Hill, now dean of the Josef Korbel School of International Studies at the University of Denver, is in Seoul to attend the 2012 Asan Plenum, a three-day international forum on global challenges that kicked off on Wednesday. The annual forum was organized by Asan Institute for Policy Studies, a local think tank.
Hill was referring to the deal Washington and Pyongyang reached on Feb. 29 as a pre-step for the resumption of the six-party denuclearization talks that involve the two Koreas, the U.S., Russia, Japan and China.
Under it, the North was to temporarily suspend uranium enrichment at its main nuclear complex in Yongbyon and halt missile and nuclear tests in exchange for 240,000 tons of “nutritional assistance.”
The North broke the deal earlier this month by launching a long-range rocket. The North claimed it fired off a research satellite but is widely suspected of carrying out a disguised ballistic missile test.
Regarding the argument that China still views the impoverished state as a strategic buffer zone against American power, Hill said that North Korea is a “relict of China’s past, not an asset for its future.”
“I don’t think a country whose only export is now refugees is particularly an effective buffer for China. I think China and all of us should look for buffers in the form of good neighbors,” said Hill.

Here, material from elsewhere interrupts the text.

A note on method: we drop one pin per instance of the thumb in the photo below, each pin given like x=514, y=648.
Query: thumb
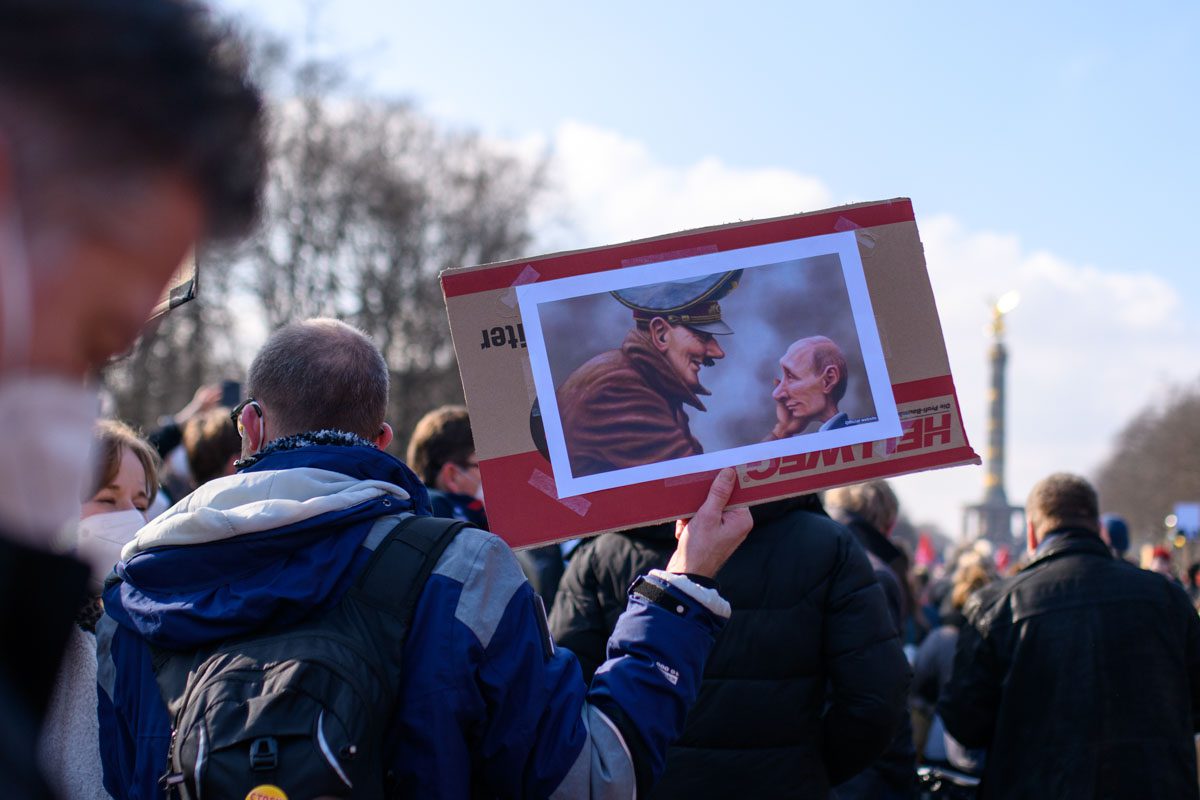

“I would hope that in the context of this very difficult time that ... China will look to really be a close contact with the ROK (the Republic of Korea). Sooner or later, China and the ROK will have a common border.”
As for the skepticism over the effectiveness of the multilateral denuclearization framework, Hill said that the problem was not the mechanism, but North Korea itself.
“I don’t think we have a problem there, we have a problem with the behavior of North Korea,” he said.
“I think the six-party process should be thought as a platform on which we can do a lot of things. One of the activities is to put more pressure on China (to use its influence over Pyongyang).”
Underscoring China’s role in persuading the North to renounce nuclear ambitions, he said Beijing still should do more.
“I think China needs to do a lot more in terms of making sure that it does not give conflicting signals to the North Koreans. Today, I think there are some conflicting signals,” he said.
China has recently made unusual moves against the North in an apparent display of discontent over its provocative actions including the launching of a long-range rocket. Without any serious opposition, it also agreed last week to strongly condemn the North in a U.N. Security Council presidential statement.